For days he would not take a bit of food—although he was usually a great eater—and this in itself was enough to give them keen concern. Yet nothing that they could do to comfort him had any effect. Evidently they must simply wait for his grief to wear away unless they could succeed in finding Lydia in the meantime.

At every place they visited their first proceeding was to make inquiry as to whether any strolling performers had passed that way, and when they were answered in the affirmative they would ask if it was noticed whether they had with them a little girl six years of age and having brown hair and eyes.

But nothing came of all their eager inquiries. Lydia seemed to have vanished utterly.

Meanwhile the days went by, and the middle of December found them still searching vainly for their lost sister. The weather, which had hitherto been unusually mild, might at any time become cruelly cold.

It was with serious concern that the poor children regarded the advent of the season which is so hard upon the poor, and among the poor there are surely none who feel it more than the wandering folk who live in vans. Not only have they to face the bitter cold as they travel from one place to another, but the van, which is their dwelling, while well enough on the fine warm days of summer, is but a poor apology for a comfortable home when the winter winds blow fiercely.

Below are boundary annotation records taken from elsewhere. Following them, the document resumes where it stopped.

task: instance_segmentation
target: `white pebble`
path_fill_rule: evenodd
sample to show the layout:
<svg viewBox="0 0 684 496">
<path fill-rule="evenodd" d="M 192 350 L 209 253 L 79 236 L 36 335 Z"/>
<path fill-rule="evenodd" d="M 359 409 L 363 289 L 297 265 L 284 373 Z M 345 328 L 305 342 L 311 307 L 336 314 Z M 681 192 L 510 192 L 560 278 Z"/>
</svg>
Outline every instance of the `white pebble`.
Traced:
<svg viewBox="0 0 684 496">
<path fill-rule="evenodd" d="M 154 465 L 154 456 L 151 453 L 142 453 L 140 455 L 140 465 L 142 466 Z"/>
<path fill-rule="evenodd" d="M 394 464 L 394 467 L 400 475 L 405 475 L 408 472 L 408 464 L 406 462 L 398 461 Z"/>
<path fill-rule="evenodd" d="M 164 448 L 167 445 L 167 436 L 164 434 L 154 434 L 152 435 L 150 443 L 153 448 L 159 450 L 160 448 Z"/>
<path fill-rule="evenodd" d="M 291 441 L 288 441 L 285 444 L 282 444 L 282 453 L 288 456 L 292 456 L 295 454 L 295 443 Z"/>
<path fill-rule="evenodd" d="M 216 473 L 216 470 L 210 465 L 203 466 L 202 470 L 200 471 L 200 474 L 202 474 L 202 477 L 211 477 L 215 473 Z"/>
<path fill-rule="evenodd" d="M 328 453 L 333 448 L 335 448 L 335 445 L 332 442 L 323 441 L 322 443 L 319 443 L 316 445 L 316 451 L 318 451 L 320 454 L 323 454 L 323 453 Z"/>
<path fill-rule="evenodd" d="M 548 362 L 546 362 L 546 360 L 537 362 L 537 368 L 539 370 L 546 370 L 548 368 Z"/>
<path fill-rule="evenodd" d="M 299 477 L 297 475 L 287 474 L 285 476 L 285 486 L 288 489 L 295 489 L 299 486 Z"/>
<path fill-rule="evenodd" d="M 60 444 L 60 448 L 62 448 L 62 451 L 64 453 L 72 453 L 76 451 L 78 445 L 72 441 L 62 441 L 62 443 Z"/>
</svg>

What is even still more serious for these wandering artists, their patrons naturally prefer remaining snugly at their own firesides with their feet toasting at the ruddy flames to standing in the open air watching a performance while the cold is nipping them.

The Tamby receipts were very scanty, and they suffered all the more on that account, because they had first to consider Steady and Nalla and make sure that they were well fed, even though Nalla's appetite was not what it used to be. They had accordingly to buy a great deal of hay, and hay was expensive. Nadine had always endeavored so far as she was able to give the big creature the things he liked, and often he would caress her with his trunk in token of his appreciation of her attentions, but there were no more dainties for him now, nothing but the plainest of fare.


CHAPTER XVII.
IN A DESPERATE STRAIT.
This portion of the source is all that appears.